La traducción era: lo has echado todo a perder con tu corazonada de que era Mora, esta vez iremos con más calma. Bosch lo entendió así.
– ¿Y si el viaje a Las Vegas fuera una tapadera? La nota dice algo de que se va a marchar. Tal vez Locke está huyendo.
– Tal vez.
– ¿Deberíamos poner una orden de búsqueda y captura, o conseguir una orden de arresto?
– Creo que vamos a esperar al menos hasta el martes, detective. Bríndele la oportunidad de regresar. Son sólo dos días más.
No cabía duda de que Irving no quería actuar. Iba a esperar a ver cómo se desarrollaban los acontecimientos para decidir cuál sería el siguiente paso a dar.
– Está bien, volveré a llamar más tarde.
Durmieron la siesta en la cama de matrimonio hasta que oscureció y entonces Bosch puso las noticias para ver si se había filtrado algo de lo ocurrido en las últimas veinticuatro horas.

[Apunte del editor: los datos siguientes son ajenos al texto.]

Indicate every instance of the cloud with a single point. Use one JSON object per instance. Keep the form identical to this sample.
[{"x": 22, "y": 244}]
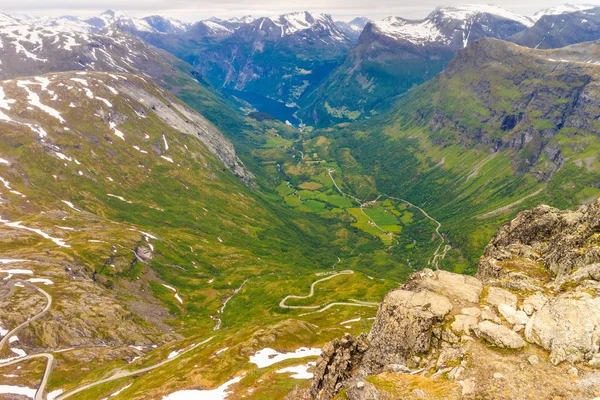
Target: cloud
[{"x": 193, "y": 10}]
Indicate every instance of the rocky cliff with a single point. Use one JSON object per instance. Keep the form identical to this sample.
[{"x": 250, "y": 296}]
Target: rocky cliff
[{"x": 526, "y": 327}]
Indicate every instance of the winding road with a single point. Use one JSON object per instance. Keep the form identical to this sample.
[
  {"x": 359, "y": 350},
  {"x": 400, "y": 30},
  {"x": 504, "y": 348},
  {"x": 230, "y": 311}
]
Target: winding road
[
  {"x": 124, "y": 374},
  {"x": 39, "y": 395},
  {"x": 437, "y": 255},
  {"x": 312, "y": 290},
  {"x": 356, "y": 303}
]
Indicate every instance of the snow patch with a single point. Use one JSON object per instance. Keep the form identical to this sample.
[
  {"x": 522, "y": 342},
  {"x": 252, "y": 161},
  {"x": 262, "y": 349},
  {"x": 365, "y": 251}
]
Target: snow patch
[
  {"x": 298, "y": 371},
  {"x": 267, "y": 356},
  {"x": 220, "y": 393}
]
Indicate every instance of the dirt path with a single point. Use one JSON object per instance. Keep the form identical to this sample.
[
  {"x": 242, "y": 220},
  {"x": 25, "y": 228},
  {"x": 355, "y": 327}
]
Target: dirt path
[
  {"x": 312, "y": 290},
  {"x": 39, "y": 395},
  {"x": 124, "y": 374},
  {"x": 507, "y": 207},
  {"x": 437, "y": 255}
]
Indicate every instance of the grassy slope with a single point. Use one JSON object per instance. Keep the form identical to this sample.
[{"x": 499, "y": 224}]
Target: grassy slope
[{"x": 435, "y": 147}]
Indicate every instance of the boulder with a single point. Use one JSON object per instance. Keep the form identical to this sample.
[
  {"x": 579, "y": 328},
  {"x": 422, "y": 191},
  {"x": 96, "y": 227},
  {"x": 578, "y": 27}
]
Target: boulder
[
  {"x": 335, "y": 366},
  {"x": 568, "y": 326},
  {"x": 513, "y": 316},
  {"x": 533, "y": 303},
  {"x": 497, "y": 296},
  {"x": 463, "y": 324},
  {"x": 363, "y": 391},
  {"x": 487, "y": 314},
  {"x": 499, "y": 335},
  {"x": 453, "y": 285},
  {"x": 403, "y": 326}
]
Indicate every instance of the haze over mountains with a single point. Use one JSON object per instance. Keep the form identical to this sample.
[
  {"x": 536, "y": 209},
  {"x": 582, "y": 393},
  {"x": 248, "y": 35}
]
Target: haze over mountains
[{"x": 193, "y": 210}]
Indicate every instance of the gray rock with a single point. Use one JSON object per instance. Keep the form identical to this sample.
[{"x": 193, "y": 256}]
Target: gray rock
[
  {"x": 363, "y": 391},
  {"x": 468, "y": 386},
  {"x": 568, "y": 326},
  {"x": 459, "y": 286},
  {"x": 487, "y": 314},
  {"x": 499, "y": 335},
  {"x": 339, "y": 358},
  {"x": 403, "y": 326},
  {"x": 471, "y": 311},
  {"x": 512, "y": 316},
  {"x": 497, "y": 296},
  {"x": 533, "y": 360},
  {"x": 463, "y": 324},
  {"x": 396, "y": 369},
  {"x": 533, "y": 303}
]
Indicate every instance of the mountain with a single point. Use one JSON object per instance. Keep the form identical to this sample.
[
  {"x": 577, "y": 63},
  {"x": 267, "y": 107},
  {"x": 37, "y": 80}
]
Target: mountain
[
  {"x": 395, "y": 54},
  {"x": 278, "y": 58},
  {"x": 450, "y": 336},
  {"x": 559, "y": 30},
  {"x": 562, "y": 9},
  {"x": 354, "y": 28},
  {"x": 166, "y": 25},
  {"x": 123, "y": 21},
  {"x": 123, "y": 211},
  {"x": 502, "y": 127}
]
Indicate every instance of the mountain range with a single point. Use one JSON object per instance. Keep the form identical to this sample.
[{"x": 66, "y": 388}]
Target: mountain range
[{"x": 204, "y": 209}]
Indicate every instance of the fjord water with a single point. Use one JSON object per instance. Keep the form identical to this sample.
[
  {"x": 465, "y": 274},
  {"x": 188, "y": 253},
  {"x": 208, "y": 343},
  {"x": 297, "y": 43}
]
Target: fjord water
[{"x": 263, "y": 104}]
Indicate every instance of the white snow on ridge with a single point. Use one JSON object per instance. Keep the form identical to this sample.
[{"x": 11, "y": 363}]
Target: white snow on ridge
[
  {"x": 220, "y": 393},
  {"x": 34, "y": 99},
  {"x": 118, "y": 197},
  {"x": 18, "y": 225},
  {"x": 267, "y": 356},
  {"x": 298, "y": 371},
  {"x": 562, "y": 9},
  {"x": 467, "y": 11},
  {"x": 117, "y": 132},
  {"x": 18, "y": 390},
  {"x": 412, "y": 31},
  {"x": 427, "y": 30},
  {"x": 41, "y": 280}
]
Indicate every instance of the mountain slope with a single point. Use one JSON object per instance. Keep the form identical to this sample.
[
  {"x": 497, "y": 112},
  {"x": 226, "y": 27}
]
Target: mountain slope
[
  {"x": 559, "y": 30},
  {"x": 114, "y": 205},
  {"x": 395, "y": 54},
  {"x": 280, "y": 57},
  {"x": 501, "y": 127},
  {"x": 353, "y": 28},
  {"x": 448, "y": 336}
]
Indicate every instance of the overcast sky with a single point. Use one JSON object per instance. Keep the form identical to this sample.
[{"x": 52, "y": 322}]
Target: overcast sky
[{"x": 194, "y": 10}]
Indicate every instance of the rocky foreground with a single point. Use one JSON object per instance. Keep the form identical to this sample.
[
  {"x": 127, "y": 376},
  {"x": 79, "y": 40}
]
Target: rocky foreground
[{"x": 526, "y": 327}]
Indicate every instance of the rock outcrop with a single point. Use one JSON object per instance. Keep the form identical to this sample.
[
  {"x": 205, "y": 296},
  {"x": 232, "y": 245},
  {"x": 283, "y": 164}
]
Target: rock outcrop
[{"x": 534, "y": 306}]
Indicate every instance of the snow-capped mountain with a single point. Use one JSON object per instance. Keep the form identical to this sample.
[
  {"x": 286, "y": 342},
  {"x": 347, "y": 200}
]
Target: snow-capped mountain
[
  {"x": 211, "y": 28},
  {"x": 70, "y": 44},
  {"x": 304, "y": 23},
  {"x": 561, "y": 29},
  {"x": 453, "y": 26},
  {"x": 396, "y": 54},
  {"x": 563, "y": 9},
  {"x": 166, "y": 24},
  {"x": 354, "y": 28},
  {"x": 246, "y": 19},
  {"x": 123, "y": 21}
]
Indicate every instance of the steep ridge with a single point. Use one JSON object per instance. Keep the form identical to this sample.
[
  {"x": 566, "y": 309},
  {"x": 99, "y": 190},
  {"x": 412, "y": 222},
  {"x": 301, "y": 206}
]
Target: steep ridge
[
  {"x": 66, "y": 44},
  {"x": 395, "y": 54},
  {"x": 354, "y": 28},
  {"x": 561, "y": 29},
  {"x": 501, "y": 125},
  {"x": 153, "y": 253},
  {"x": 525, "y": 327},
  {"x": 280, "y": 57}
]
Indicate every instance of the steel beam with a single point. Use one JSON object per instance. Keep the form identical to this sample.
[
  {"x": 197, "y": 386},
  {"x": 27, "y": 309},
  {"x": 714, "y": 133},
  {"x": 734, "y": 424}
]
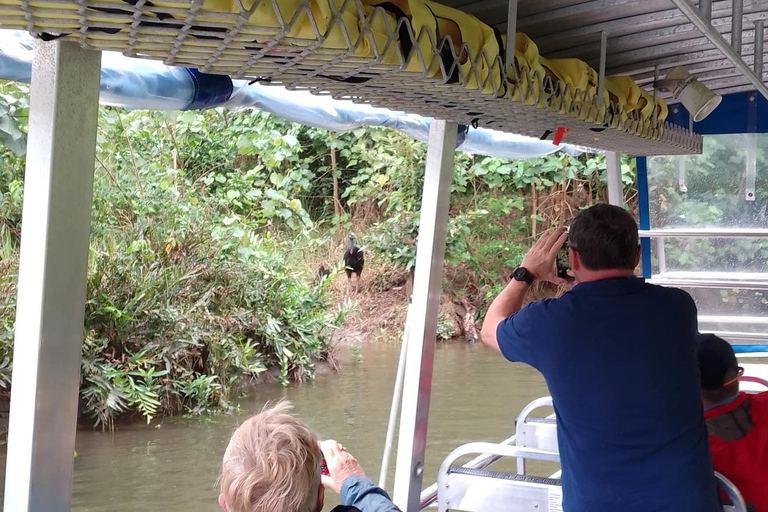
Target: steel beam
[
  {"x": 58, "y": 187},
  {"x": 704, "y": 26},
  {"x": 759, "y": 43},
  {"x": 737, "y": 23},
  {"x": 422, "y": 314},
  {"x": 615, "y": 186}
]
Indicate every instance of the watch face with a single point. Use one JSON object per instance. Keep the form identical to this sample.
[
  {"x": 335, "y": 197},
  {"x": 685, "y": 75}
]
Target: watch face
[{"x": 520, "y": 274}]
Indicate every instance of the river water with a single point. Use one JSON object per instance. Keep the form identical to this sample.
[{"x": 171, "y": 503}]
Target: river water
[{"x": 172, "y": 467}]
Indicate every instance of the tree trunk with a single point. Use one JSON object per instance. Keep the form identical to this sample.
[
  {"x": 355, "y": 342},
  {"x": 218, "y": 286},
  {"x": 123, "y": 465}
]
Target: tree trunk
[{"x": 336, "y": 201}]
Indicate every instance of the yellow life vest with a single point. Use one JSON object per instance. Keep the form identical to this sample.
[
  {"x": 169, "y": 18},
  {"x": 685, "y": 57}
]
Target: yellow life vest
[{"x": 577, "y": 88}]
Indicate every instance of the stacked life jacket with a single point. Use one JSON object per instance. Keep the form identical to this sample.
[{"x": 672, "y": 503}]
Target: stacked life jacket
[{"x": 739, "y": 447}]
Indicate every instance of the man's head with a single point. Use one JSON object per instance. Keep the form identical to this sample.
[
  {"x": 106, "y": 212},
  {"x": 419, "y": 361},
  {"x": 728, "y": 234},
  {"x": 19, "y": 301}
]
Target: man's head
[
  {"x": 272, "y": 463},
  {"x": 603, "y": 238},
  {"x": 718, "y": 369}
]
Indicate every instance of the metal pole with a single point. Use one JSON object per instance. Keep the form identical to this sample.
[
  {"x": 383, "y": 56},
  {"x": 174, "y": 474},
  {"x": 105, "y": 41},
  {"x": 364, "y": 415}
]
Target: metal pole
[
  {"x": 662, "y": 251},
  {"x": 704, "y": 26},
  {"x": 394, "y": 408},
  {"x": 511, "y": 34},
  {"x": 682, "y": 180},
  {"x": 759, "y": 44},
  {"x": 737, "y": 21},
  {"x": 58, "y": 187},
  {"x": 751, "y": 171},
  {"x": 615, "y": 186},
  {"x": 422, "y": 328},
  {"x": 655, "y": 96},
  {"x": 601, "y": 73},
  {"x": 705, "y": 6}
]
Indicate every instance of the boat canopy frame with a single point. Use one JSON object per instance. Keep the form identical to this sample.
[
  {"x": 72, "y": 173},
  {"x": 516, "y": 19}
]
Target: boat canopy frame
[{"x": 641, "y": 38}]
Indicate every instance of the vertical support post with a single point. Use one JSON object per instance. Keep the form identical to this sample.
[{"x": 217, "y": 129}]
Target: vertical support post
[
  {"x": 705, "y": 6},
  {"x": 655, "y": 96},
  {"x": 737, "y": 21},
  {"x": 662, "y": 254},
  {"x": 511, "y": 34},
  {"x": 615, "y": 186},
  {"x": 759, "y": 47},
  {"x": 395, "y": 407},
  {"x": 58, "y": 188},
  {"x": 751, "y": 173},
  {"x": 682, "y": 178},
  {"x": 644, "y": 214},
  {"x": 422, "y": 314},
  {"x": 601, "y": 72}
]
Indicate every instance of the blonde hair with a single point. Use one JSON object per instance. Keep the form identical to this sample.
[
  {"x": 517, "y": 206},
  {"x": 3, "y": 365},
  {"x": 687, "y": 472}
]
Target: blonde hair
[{"x": 272, "y": 463}]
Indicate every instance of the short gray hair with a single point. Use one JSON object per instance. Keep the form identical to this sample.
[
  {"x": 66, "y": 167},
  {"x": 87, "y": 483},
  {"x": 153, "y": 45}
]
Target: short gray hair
[{"x": 272, "y": 463}]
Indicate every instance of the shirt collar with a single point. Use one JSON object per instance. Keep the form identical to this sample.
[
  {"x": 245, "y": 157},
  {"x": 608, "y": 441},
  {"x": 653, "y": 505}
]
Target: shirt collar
[{"x": 611, "y": 286}]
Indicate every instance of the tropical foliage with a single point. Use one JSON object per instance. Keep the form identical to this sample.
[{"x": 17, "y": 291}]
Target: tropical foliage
[{"x": 209, "y": 227}]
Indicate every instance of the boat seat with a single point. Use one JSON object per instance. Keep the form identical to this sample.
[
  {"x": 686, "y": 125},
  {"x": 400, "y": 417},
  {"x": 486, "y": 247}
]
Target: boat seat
[{"x": 483, "y": 490}]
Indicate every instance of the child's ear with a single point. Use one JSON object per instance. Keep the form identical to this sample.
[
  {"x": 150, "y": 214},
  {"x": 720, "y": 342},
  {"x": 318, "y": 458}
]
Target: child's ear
[{"x": 320, "y": 498}]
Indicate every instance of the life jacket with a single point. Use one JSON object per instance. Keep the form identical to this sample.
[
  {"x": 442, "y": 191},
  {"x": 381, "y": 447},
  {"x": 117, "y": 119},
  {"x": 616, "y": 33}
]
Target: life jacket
[{"x": 745, "y": 461}]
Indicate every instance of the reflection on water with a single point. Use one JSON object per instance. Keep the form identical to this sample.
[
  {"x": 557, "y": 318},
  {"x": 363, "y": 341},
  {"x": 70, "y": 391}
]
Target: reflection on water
[{"x": 173, "y": 468}]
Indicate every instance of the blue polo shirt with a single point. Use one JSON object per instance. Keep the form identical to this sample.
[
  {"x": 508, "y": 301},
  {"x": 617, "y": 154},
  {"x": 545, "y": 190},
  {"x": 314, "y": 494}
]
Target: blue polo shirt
[{"x": 619, "y": 357}]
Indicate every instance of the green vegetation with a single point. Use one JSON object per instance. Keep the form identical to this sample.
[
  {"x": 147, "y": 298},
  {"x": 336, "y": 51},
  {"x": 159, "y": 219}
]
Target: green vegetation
[
  {"x": 209, "y": 229},
  {"x": 714, "y": 194}
]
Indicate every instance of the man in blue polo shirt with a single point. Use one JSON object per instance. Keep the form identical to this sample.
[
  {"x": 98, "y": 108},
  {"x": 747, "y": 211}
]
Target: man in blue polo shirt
[{"x": 619, "y": 357}]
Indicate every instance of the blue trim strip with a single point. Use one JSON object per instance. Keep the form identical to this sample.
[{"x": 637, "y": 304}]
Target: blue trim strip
[
  {"x": 210, "y": 90},
  {"x": 742, "y": 112},
  {"x": 643, "y": 207},
  {"x": 749, "y": 349}
]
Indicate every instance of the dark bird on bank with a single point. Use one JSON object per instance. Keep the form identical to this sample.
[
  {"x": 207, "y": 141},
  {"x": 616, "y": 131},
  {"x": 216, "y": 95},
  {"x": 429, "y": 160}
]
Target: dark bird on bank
[{"x": 354, "y": 260}]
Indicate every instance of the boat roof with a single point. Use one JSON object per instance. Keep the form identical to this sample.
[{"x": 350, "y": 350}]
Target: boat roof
[
  {"x": 641, "y": 35},
  {"x": 347, "y": 49}
]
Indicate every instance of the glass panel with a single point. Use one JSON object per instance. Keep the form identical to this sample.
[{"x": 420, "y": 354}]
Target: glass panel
[
  {"x": 710, "y": 190},
  {"x": 731, "y": 310},
  {"x": 744, "y": 255}
]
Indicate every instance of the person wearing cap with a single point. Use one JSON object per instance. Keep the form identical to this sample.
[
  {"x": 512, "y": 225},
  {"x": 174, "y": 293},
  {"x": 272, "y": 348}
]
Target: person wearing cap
[
  {"x": 619, "y": 358},
  {"x": 736, "y": 421}
]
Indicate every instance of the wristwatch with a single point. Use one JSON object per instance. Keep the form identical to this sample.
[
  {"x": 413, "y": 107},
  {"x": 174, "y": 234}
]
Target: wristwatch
[{"x": 522, "y": 274}]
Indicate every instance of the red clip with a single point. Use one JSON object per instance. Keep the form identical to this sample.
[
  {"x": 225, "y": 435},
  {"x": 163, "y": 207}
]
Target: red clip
[{"x": 559, "y": 134}]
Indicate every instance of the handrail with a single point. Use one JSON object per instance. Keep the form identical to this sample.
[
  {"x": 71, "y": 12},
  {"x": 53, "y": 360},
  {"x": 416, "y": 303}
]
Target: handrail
[
  {"x": 739, "y": 505},
  {"x": 682, "y": 282},
  {"x": 754, "y": 380},
  {"x": 754, "y": 337},
  {"x": 725, "y": 319},
  {"x": 704, "y": 233}
]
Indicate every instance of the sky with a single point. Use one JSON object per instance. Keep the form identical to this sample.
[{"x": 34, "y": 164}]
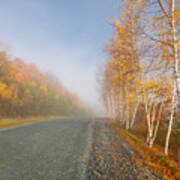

No había sido así, pero a la mitad del telediario del Canal 2, Bosch dejó de hacer zapping. La historia que lo detuvo fue una noticia actualizada sobre el asesinato de Beatrice Fontenot. Una foto de la chica con un peinado de trenzas aparecía a la derecha de la pantalla.
La presentadora rubia dijo: «La policía ha anunciado hoy que han identificado a un hombre armado como sospechoso de la muerte de la joven de dieciséis años Beatrice Fontenot. El hombre al que están buscando es un presunto traficante de drogas enemistado con los hermanos mayores de Beatrice, según ha afirmado el detective Stanley Hanks. Este mismo agente ha declarado que los disparos realizados contra la residencia de los Fontenot iban, con toda probabilidad, dirigidos a los hermanos. Sin embargo, una de las balas alcanzó en la cabeza a Beatrice, una aplicada estudiante del Grant High, en el valle de San Fernando. El funeral se celebrará esta misma semana.»
Bosch apagó la televisión y volvió la mirada hacia Sylvia, que estaba recostada en la pared con dos almohadas. No dijeron nada.
Después de cenar en la habitación prácticamente sin cruzar palabra, se ducharon de uno en uno. Bosch fue el segundo y, mientras el agua se le clavaba como agujas en el cuero cabelludo, decidió que había llegado el momento de quitarse la máscara, de destaparse. Confiaba en la fe que tenía en ella, en el deseo de Sylvia de saberlo todo sobre él. Y sabía que si no hacía algo, cada día que se guardara para sí los secretos de su vida, estaría arriesgando lo que tenían. Sabía que, de alguna forma, enfrentarse a ella era enfrentarse a sí mismo. Tenía que aceptar quién era, de dónde venía y en qué se había convertido si quería que ella lo aceptara también.
Llevaban puestos los albornoces de aquel blanco inmaculado; ella estaba sentada junto a la puerta corredera, él de pie junto a la cama. A través de la puerta, por detrás de Sylvia, veía el reflejo cambiante que la luna llena proyectaba en el Pacífico. No sabía cómo empezar.